[Docs] Passing Custom 2D mean function & Variance AND previously trained model

[tniggs84]

📚 Passing Custom 2D Mean Function & Variance AND Previously Trainer Model

Hello, this is a follow-up to my question raised on Issue #674 that was addressed by @jacobrgardner (thank you so much by the way!)

I really appreciate your comments and they sound potentially like just what I need. The problem is that I still am unclear how I could actually pass this in as a mean function. I have looked at the documentation and the earlier thread and I don’t understand how this would get passed in.

For instance, in a 1-D case, what if I had the following vector:

mean_vals = [100, 30, 25, 40, 18, 10, 5, 2, 1, 1]

What would you do to pass this through?

Thank you again in advance. I’ll be playing with the fixed noise vector in the mean time!

Ted

[gpleiss]

@tniggs84 - I read back through #674. I'm not entirely sure this is what you're asking about, but if I understand correctly: you have a strong prior belief that the means at x1, x2, ... xn is equal to [100, 30, 25, 40, 18, 10, 5, 2, 1, 1]. What you want now is a mean function that will generalize to other points besides x1, ..., xn. Is that correct?

Going on the assumption that this is true: I would suggest that you just stick with a constant or zero mean function.
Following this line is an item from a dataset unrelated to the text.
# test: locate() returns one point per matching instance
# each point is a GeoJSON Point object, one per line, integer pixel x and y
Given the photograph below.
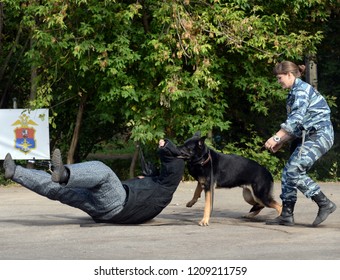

The challenge that you have identified is - how do I extend the mean to generalize to data points other than x1, ..., xn - and the problem is that there is no good solution to this. There are many possible solutions, such as using kernel interpolation (but then you'd have to choose the appropriate kernel/hyperparameters), a neural network (but then you'd have to choose an architecture), or some custom polynomial shape (again, you'd have to choose a bunch of hyperparameters). Basically, creating a mean function like the one you describe will require a lot of design decisions/hyperparameters that will take a lot of manual tuning and requires a lot of prior knowledge about the problem. There is no one-size-fits-all solution.

On the other hand, if you do something simple like a constant mean or a zero mean - the Gaussian process should still fit the data rather well. And this way you have a lot fewer parameters/design decisions to make.

[tniggs84]

@gpleiss thank you for your reply. I am effectively looking at the following situation. I have a series of trials and these trials tend to follow a very similar mean shape (at least in one axis). If we restrict this in 1D, then the array I listed could represent the mean shape I tend to see and my thought was that i could use prior training data to estimate noise around these observations. Without any additional information, this would reflect my generic shape. My next thought was that when actual values started to arrive, I could collapse the noise around these observations and then reprocess the model.

Is this possible? If so, how would I do that? I’d also be happy with training a GP on the training data and then using that as the prior mean and covariance matrix, but I would still need to collapse all noise around actual sad they arrive.

[gpleiss]

Sorry for the very slow reply - this got lost in my notifications.

I'm not sure what you mean by "collapsing the noise"? Have you tried training a zero-mean GP on this data? Even if the mean does have a very similar shape (which could possibly be exploited), designing a good mean function can be quite difficult. It is much simpler to just let a zero-mean GP automatically discover this structure.